People who require feeding are more vulnerable to aspiration than people who self-feed. Simply controlling when food and/or liquid is placed in the mouth, enables a person to be more prepared to receive the food or liquid. Their sequence for breathing will better coordinate with the placement of food in their mouth, and, consequentially, reduce the risk of aspiration. For many individuals who cannot self-feed, assistive technology is now available to let them control their own eating and with the rapidly rising costs of health care, prevention must become a primary goal.

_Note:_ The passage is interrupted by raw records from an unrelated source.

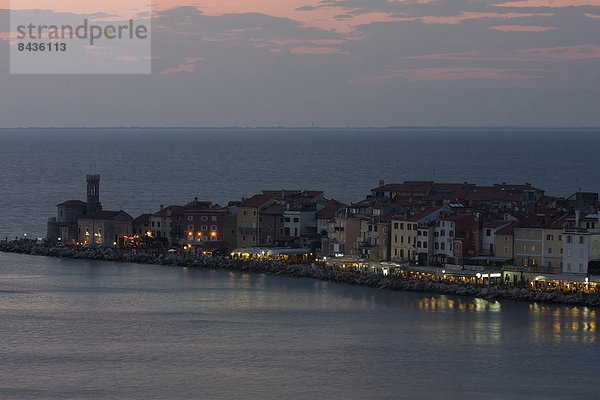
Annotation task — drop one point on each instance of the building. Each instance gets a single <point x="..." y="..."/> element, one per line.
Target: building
<point x="109" y="228"/>
<point x="63" y="227"/>
<point x="405" y="234"/>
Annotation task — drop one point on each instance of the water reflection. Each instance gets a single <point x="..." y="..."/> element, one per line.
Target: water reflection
<point x="564" y="324"/>
<point x="444" y="303"/>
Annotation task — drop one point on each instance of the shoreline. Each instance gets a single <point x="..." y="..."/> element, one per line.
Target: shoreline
<point x="350" y="277"/>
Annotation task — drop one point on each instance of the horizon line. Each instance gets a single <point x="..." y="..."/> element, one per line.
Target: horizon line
<point x="310" y="127"/>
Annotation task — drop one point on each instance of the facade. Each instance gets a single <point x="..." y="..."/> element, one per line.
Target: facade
<point x="165" y="225"/>
<point x="63" y="227"/>
<point x="504" y="240"/>
<point x="248" y="219"/>
<point x="405" y="233"/>
<point x="104" y="228"/>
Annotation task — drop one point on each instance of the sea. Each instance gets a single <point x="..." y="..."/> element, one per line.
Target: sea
<point x="80" y="329"/>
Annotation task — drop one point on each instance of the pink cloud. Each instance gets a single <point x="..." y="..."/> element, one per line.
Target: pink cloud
<point x="550" y="3"/>
<point x="314" y="50"/>
<point x="557" y="53"/>
<point x="522" y="28"/>
<point x="445" y="74"/>
<point x="471" y="15"/>
<point x="189" y="65"/>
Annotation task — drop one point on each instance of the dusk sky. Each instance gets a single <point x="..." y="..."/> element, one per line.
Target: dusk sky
<point x="334" y="63"/>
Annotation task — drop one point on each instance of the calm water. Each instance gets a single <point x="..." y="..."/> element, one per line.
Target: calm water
<point x="73" y="329"/>
<point x="142" y="169"/>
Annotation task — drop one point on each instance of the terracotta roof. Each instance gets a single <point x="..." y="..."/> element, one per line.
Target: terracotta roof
<point x="103" y="215"/>
<point x="165" y="212"/>
<point x="144" y="218"/>
<point x="72" y="203"/>
<point x="273" y="209"/>
<point x="256" y="201"/>
<point x="495" y="224"/>
<point x="507" y="230"/>
<point x="406" y="187"/>
<point x="423" y="214"/>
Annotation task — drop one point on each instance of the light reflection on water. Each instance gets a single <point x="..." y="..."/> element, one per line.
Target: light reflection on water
<point x="92" y="330"/>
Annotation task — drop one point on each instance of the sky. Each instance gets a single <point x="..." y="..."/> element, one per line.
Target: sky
<point x="331" y="63"/>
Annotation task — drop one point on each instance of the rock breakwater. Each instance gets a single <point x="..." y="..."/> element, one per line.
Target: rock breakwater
<point x="325" y="273"/>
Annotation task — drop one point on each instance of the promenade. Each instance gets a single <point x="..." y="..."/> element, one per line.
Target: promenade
<point x="398" y="280"/>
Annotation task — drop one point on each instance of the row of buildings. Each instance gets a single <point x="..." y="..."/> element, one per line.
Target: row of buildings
<point x="416" y="222"/>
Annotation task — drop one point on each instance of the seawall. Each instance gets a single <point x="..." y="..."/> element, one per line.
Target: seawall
<point x="184" y="259"/>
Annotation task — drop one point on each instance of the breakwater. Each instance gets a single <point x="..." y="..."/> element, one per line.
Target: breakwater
<point x="326" y="273"/>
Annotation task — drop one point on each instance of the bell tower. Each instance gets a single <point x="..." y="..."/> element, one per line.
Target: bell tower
<point x="93" y="193"/>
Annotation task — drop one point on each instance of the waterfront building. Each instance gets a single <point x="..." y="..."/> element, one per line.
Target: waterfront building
<point x="405" y="234"/>
<point x="538" y="243"/>
<point x="581" y="243"/>
<point x="109" y="228"/>
<point x="165" y="225"/>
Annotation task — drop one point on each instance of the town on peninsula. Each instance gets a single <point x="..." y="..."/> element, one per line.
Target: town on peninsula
<point x="504" y="240"/>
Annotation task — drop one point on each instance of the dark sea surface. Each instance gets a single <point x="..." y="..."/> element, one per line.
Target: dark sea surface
<point x="143" y="168"/>
<point x="76" y="329"/>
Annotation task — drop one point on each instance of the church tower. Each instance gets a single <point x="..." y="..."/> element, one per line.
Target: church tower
<point x="93" y="193"/>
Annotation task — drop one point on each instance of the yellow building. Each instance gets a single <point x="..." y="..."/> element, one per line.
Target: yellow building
<point x="503" y="242"/>
<point x="248" y="219"/>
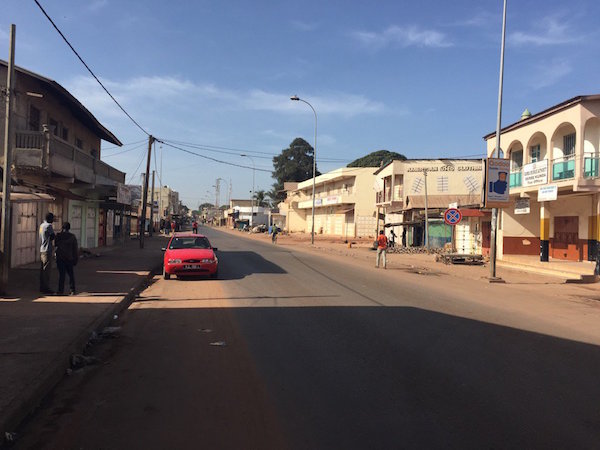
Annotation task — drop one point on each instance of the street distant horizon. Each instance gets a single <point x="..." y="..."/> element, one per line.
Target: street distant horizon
<point x="213" y="83"/>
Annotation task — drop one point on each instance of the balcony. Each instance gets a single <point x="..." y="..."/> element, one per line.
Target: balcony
<point x="387" y="196"/>
<point x="563" y="168"/>
<point x="50" y="155"/>
<point x="590" y="165"/>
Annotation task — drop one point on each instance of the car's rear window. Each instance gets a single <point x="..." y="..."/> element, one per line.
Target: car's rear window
<point x="188" y="242"/>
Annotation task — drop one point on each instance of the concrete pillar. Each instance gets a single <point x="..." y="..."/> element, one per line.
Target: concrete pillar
<point x="544" y="232"/>
<point x="593" y="228"/>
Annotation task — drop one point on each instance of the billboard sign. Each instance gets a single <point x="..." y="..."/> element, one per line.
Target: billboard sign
<point x="496" y="186"/>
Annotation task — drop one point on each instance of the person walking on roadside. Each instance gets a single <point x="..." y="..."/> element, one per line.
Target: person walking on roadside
<point x="47" y="235"/>
<point x="381" y="249"/>
<point x="67" y="255"/>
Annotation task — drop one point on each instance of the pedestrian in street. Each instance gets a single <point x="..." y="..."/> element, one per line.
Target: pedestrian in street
<point x="392" y="238"/>
<point x="47" y="235"/>
<point x="382" y="243"/>
<point x="67" y="255"/>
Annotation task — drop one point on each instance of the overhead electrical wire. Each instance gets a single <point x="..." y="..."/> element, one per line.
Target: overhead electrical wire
<point x="88" y="68"/>
<point x="124" y="145"/>
<point x="233" y="151"/>
<point x="124" y="151"/>
<point x="211" y="159"/>
<point x="132" y="176"/>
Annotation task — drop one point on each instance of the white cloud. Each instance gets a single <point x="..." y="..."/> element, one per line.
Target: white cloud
<point x="550" y="74"/>
<point x="304" y="26"/>
<point x="409" y="36"/>
<point x="97" y="5"/>
<point x="550" y="30"/>
<point x="173" y="96"/>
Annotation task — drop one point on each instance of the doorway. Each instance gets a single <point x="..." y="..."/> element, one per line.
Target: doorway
<point x="565" y="244"/>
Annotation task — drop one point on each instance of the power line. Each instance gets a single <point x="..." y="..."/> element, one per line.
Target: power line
<point x="132" y="176"/>
<point x="124" y="151"/>
<point x="115" y="147"/>
<point x="88" y="68"/>
<point x="211" y="159"/>
<point x="237" y="151"/>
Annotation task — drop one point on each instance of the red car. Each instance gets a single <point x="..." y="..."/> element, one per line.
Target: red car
<point x="190" y="254"/>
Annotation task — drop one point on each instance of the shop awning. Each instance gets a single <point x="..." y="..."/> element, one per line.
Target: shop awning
<point x="23" y="197"/>
<point x="471" y="212"/>
<point x="441" y="201"/>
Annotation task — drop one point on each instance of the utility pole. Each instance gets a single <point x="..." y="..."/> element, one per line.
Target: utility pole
<point x="151" y="207"/>
<point x="496" y="154"/>
<point x="426" y="213"/>
<point x="145" y="194"/>
<point x="6" y="175"/>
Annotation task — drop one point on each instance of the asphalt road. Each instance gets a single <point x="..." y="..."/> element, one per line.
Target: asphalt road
<point x="322" y="353"/>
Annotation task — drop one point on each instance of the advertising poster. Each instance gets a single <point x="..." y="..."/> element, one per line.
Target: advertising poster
<point x="496" y="186"/>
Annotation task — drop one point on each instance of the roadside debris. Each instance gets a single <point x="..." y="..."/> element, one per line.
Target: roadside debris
<point x="79" y="361"/>
<point x="110" y="332"/>
<point x="10" y="436"/>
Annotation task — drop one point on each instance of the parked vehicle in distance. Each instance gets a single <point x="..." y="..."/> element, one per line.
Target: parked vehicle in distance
<point x="189" y="254"/>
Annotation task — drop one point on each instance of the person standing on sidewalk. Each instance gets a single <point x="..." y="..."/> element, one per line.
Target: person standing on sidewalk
<point x="381" y="249"/>
<point x="67" y="255"/>
<point x="46" y="237"/>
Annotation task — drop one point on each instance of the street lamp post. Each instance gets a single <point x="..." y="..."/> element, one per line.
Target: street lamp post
<point x="312" y="233"/>
<point x="252" y="207"/>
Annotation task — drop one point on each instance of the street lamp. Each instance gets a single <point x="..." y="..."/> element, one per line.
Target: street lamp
<point x="252" y="207"/>
<point x="312" y="233"/>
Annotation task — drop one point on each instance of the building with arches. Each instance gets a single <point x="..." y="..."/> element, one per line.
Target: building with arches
<point x="554" y="182"/>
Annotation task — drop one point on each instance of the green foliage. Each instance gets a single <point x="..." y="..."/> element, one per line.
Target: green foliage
<point x="295" y="163"/>
<point x="375" y="159"/>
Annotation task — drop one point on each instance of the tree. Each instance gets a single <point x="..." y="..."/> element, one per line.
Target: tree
<point x="377" y="159"/>
<point x="295" y="163"/>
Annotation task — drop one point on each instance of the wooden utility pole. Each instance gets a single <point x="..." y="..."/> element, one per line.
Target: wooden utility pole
<point x="145" y="194"/>
<point x="6" y="175"/>
<point x="152" y="206"/>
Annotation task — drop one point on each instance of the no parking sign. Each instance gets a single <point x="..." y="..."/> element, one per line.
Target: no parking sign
<point x="452" y="216"/>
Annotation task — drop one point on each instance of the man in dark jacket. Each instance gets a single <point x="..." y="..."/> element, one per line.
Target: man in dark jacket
<point x="67" y="255"/>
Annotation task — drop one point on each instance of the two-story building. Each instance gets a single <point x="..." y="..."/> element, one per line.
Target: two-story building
<point x="57" y="166"/>
<point x="343" y="204"/>
<point x="405" y="188"/>
<point x="554" y="182"/>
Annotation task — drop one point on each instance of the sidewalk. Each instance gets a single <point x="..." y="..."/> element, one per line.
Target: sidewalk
<point x="39" y="333"/>
<point x="525" y="273"/>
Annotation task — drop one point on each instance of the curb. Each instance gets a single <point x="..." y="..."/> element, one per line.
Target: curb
<point x="54" y="373"/>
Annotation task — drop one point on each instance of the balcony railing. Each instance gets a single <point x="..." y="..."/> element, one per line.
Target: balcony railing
<point x="67" y="160"/>
<point x="516" y="178"/>
<point x="591" y="162"/>
<point x="563" y="168"/>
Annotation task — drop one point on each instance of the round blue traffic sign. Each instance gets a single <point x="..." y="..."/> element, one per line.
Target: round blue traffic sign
<point x="452" y="216"/>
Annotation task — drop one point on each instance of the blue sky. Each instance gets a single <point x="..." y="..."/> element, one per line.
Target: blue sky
<point x="419" y="78"/>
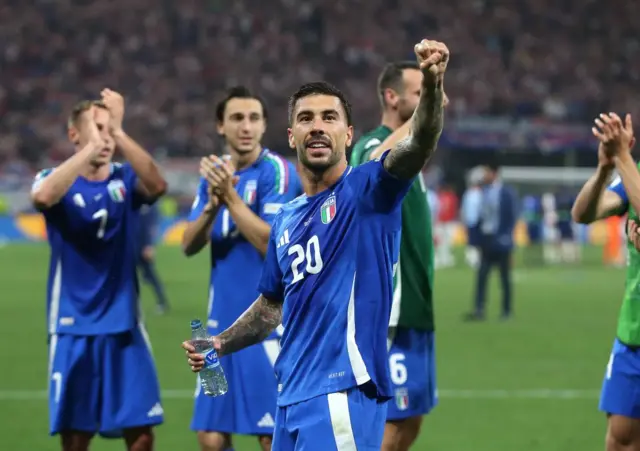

For information about the Mealtime Partner Dining System, you can visit the Mealtime Partners' website, or view our 4 minute video. There is no other assistive dining system that meets the needs of the users, like the Mealtime Partner.

Choking Prevention

On February 22, 2010 the American Academy of Pediatrics (AAP) released a Policy Statement on choking prevention for young children. Because choking is a leading cause of injury and death among children, especially those 3 and younger, AAP has issued recommendations for government agencies, manufacturers, parents, teachers, childcare workers and healthcare professionals to help prevent choking in children. (Read the entire AAP Policy Statement.)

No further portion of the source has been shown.